*Lena gets her son ready for school
She says now on these streets Charles
You got to understand the rules
Promise me if an officer stops you’ll allways be polite
Never ever run away and promise momma you’ll keep your hands in sight*
– Bruce Springsteen, 41 Shots (American Skin)
En ouvrant son film par une scène où un père de famille explique des règles à ses très jeunes enfants, comme quoi il faut toujours bien répondre à un officiel de police et toujours laisser ses mains en vue, George Tillman Jr donne le ton. Si une telle règle existe quand on est noir aux Etats Unis, faite pour éviter une bavure et rester en vie, c’est qu’il y a un problème. Un énorme problème. Comment peut-on, quand on est un officier de police, se comporter différemment avec un Blanc et un Noir ?

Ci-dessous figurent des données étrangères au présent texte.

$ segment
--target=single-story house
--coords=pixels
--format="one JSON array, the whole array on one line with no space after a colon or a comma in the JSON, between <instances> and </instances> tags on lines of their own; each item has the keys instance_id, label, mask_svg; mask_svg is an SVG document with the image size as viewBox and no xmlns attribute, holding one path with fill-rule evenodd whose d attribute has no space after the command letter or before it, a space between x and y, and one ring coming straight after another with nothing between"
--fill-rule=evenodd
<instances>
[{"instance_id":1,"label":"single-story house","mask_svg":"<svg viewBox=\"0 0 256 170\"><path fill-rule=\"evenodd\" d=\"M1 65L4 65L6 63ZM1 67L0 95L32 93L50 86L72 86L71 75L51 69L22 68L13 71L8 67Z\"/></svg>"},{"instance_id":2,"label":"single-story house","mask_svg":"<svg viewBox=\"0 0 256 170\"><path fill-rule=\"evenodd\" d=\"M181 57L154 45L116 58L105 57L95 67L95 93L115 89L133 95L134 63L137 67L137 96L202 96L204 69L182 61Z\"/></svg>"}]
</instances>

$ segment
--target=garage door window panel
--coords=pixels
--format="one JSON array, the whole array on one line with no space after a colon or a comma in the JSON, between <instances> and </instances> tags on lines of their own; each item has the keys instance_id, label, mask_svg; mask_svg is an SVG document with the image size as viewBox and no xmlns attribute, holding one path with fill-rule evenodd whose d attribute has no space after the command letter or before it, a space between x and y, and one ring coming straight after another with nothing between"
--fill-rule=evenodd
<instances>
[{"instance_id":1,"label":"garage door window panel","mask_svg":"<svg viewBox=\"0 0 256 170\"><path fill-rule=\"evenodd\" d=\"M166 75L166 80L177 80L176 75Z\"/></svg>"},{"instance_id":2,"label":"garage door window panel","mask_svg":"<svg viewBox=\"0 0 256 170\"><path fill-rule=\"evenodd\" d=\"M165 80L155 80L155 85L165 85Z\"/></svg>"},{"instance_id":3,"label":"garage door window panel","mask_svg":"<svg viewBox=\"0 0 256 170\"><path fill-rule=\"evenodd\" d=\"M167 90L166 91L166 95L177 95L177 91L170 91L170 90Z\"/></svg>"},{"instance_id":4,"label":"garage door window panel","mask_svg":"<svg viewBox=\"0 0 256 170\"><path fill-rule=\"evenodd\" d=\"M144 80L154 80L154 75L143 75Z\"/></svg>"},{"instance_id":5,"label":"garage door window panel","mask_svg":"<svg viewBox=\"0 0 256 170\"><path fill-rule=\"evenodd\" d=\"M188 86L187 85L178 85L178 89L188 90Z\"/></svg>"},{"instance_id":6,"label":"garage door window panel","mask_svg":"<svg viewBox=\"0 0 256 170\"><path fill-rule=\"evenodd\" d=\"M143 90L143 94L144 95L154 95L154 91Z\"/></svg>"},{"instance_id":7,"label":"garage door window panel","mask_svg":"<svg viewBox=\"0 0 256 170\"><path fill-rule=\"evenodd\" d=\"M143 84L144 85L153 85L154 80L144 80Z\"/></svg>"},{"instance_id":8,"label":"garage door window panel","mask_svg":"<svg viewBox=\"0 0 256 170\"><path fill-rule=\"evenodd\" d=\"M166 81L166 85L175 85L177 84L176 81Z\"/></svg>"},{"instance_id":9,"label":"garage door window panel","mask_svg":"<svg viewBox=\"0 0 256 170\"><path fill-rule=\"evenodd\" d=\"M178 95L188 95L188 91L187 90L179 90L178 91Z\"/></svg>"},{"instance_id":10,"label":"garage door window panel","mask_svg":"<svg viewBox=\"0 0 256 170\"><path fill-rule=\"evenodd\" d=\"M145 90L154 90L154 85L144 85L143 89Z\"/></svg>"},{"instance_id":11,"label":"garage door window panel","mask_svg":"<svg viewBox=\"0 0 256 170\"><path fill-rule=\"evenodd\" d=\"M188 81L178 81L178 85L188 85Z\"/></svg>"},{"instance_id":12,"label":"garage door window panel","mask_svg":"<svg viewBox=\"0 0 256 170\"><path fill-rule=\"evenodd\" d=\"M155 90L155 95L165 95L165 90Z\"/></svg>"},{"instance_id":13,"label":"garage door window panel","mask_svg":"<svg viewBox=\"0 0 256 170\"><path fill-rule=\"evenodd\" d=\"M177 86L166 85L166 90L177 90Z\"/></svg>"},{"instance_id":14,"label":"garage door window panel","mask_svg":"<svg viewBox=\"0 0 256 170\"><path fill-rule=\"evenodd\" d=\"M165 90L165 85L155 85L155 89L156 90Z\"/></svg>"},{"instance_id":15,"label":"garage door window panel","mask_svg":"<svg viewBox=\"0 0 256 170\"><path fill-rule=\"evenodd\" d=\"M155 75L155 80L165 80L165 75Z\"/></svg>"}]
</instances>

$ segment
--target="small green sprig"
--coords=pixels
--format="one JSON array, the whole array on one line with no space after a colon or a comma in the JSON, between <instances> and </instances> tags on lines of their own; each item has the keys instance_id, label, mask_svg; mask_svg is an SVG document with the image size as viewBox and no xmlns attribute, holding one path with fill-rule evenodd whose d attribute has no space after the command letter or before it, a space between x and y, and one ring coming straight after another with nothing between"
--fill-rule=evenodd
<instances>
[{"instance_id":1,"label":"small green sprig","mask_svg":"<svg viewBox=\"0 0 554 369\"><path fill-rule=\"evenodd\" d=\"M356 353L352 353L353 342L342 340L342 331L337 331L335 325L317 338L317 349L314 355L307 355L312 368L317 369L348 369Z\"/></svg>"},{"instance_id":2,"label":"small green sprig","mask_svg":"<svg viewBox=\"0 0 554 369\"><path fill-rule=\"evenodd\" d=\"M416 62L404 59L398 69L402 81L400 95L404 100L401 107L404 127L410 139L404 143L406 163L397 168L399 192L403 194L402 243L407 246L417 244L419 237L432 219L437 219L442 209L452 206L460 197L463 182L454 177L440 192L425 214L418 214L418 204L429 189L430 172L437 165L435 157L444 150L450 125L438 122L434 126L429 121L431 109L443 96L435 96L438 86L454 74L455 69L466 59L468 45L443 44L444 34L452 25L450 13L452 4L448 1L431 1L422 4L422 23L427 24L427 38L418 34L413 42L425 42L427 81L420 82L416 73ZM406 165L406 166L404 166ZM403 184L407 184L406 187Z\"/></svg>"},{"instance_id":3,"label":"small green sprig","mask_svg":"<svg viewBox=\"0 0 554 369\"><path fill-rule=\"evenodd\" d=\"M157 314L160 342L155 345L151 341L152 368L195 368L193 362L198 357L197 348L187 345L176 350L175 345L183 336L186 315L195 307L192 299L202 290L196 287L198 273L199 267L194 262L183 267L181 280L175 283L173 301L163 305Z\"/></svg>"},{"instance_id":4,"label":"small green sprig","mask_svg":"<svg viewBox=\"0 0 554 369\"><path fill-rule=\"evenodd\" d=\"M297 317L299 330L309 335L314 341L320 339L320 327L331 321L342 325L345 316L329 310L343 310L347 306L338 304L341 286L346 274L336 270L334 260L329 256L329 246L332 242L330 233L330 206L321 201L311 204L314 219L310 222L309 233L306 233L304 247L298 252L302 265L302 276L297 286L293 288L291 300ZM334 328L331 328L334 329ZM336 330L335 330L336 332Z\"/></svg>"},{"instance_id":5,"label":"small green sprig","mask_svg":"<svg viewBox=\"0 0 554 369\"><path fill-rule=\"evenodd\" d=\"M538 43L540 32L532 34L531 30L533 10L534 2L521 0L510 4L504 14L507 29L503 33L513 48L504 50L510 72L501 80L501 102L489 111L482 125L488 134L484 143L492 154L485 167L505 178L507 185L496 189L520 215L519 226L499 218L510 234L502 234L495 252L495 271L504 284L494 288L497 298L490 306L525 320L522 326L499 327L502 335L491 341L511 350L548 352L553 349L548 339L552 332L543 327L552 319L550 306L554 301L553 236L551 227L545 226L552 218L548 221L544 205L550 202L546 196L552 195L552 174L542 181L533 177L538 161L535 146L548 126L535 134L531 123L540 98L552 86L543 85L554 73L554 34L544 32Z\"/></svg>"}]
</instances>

C’est toute la question que pose l’incroyable The Hate U Give. Qui raconte l’histoire -fictive mais pourtant bien réelle- d’une bavure policière. Starr est une jeune fille qui vit dans un quartier noir d’une ville américaine. Ses parents l’ont inscrite dans un lycée bourgeois où la population est majoritairement blanche. Elle y a un copain à qui elle cache le ghetto dans lequel elle vit. A une soirée dans son quartier, elle retrouve un ami d’enfance qui la ramène chez elle. Ils se font arrêter par la police. Et le flic finit par abattre son camarade sous ses yeux, en prenant une brosse à cheveux pour une armée à feu.
Avant de montrer l’incident, Tillman Jr prend le temps de poser ses personnages et leur univers. Il est bien aidé par la performance d’Amandla Stenberg. La jeune comédienne est démentielle dans le rôle de Starr. Elle parvient à rendre son personnage instantanément attachant dès les premières séquences et ne le lâchera jamais. Starr est le coeur de récit, Stenberg est une étoile montante. Avec beaucoup de rythme et des personnages forts, The Hate U Give va nous plonger dans l’univers de la population afro-américaine, avec ses ghettos, ses trafiquants qui plongent dans le banditisme parce qu’ils n’ont pas d’autre solution pour survivre, sa pauvreté mais aussi sa solidarité et sa bienveillance. On retiendra une scène particulièrement poignante où Starr demande à son oncle, un flic noir, ce qu’il aurait fait si c’était un blanc qui était dans la voiture. Ainsi qu’une séquence où son père fait aligner les enfants sur la pelouse de leur jardinet.
Le long métrage t aussi un film qui sonne tellement vrai qu’on a souvent l’impression d’être face à un documentaire. Et quand le jeune ami de l’héroïne se fait descendre, on ne peut s’empêcher de penser à Amadou Diallo, Trayvon Martin et toutes ses victimes qui n’avaient d’autre tort que celui d’être noir.
“The Hate U Give” est tiré d’une chanson de 2Pac, explicitement citée dans le film. “The hate u give little infants fucks everybody” (“Tout le monde paiera la haine que vous avez transmise à nos enfants” – T.H.U.G.L.I.F.E). La haine des noirs par les flics blancs devient réciproque et le cercle vicieux est sans fin. La jeune Starr passe la majeure partie du récit à chercher sa voix, à canaliser sa haine et à trouver sa place. Sans spoiler, tout le récit conduit son choix et on avait envie qu’elle le fasse, pour elle, pour eux, et pour un semblant de justice.
Le long métrage de George Tillman Jr est un film important. C’est aussi un long métrage rythmé, prenant, chargé en émotions porté par une jeune comédienne incroyable. Un des premiers coups de poing de 2019.